Install the JDBC Driver for MySQL (Connector/J)
-
Download the driver from the MySQL downloads page:
-
On the system running Reflection Gateway Administrator service, navigate to
GatewayAdministrator\lib
folder. The default location is:C:\Program Files\Micro Focus\ReflectionGateway\GatewayAdministrator\lib
-
Copy the driver
jar
file to this location (for examplemysql-connector-java-5.1.44-bin.jar
).
Create the database
-
On the system running MySQL, start the command line client. For example:
Start > MySQL Server 5.7 > MySQL 5.7 Command Line Client
-
Enter the MySQL root password.
-
You'll see the following prompt:
mysql>
-
Create the database as shown here. (Note that a semicolon is required to complete the command.)
mysql> create database gateway;
Create the database user that Gateway Administrator will use to connect to the database
If MySQL is running on the same server as Gateway Administrator, you can use the MySQL root user without making any modifications to this user.
If the database is installed on a different system than Gateway Administrator, the user must be able to connect from a remote host using the host’s network name or IP address. You can use MySQL Workbench or a command line to grant network access by allowing access from a specific host, or using the % wildcard to allow access from any host.
For example, to use the MySQL command line to create a user called gwuser with access to Gateway Administrator from any host:
-
On the system running MySQL, start the command line client.
-
Enter the following commands, replacing
some_password
with the actual password you want to use for this user.CREATE USER 'gwuser'@'%' IDENTIFIED BY 'some_password'; GRANT ALL PRIVILEGES ON gateway.* to 'gwuser'@'%';
-
Make a note of the username and password; you will need these to configure Gateway Administrator.
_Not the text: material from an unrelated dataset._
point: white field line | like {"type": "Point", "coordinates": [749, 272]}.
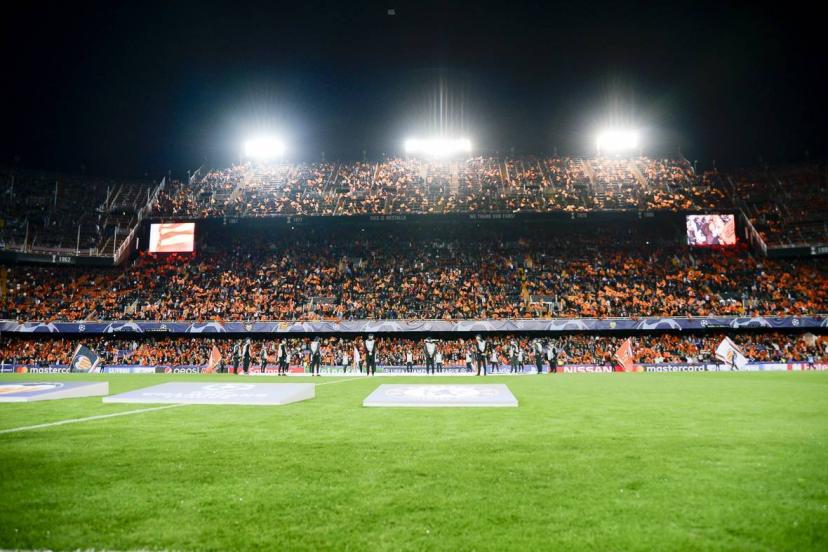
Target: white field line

Configure Gateway Administrator to use the MySQL database
-
Open the Gateway Administrator properties file in a text editor. The default location is:
C:\Program Files\Micro Focus\ReflectionGateway\GatewayAdministrator\conf\container.properties
-
Comment out the HyperSQL settings, and uncomment the MySQL settings. Configure the MySQL hostname, database name, user name, and password. For example:
# HyperSQL (default) #jdbc.url=jdbc:hsqldb:file:../etc/database/gateway.db #jdbc.username=sa #jdbc.password= #hibernate.dialect=org.hibernate.dialect.HSQLDialect # MySQL (recommended for production or clustered environments) jdbc.url=jdbc:mysql://myhost:3306/gateway?useSSL=false jdbc.username=gwuser jdbc.password=some_password hibernate.dialect=org.hibernate.dialect.MySQLDialect
-
Restart the Reflection Gateway Administrator service and wait until the
server.log
shows the message "Server container started." -
Log into Gateway Administrator using the default user and password (
admin
/secret
).Any settings you configured using the default database will need to be redone using the new database.
-
If you have configured the Reflection Secure Shell Proxy to enable connections from Reflection Gateway users, repeat the Activate and Verify action. (See Enable Reflection Gateway Connections in the Reflection Secure Shell Proxy.)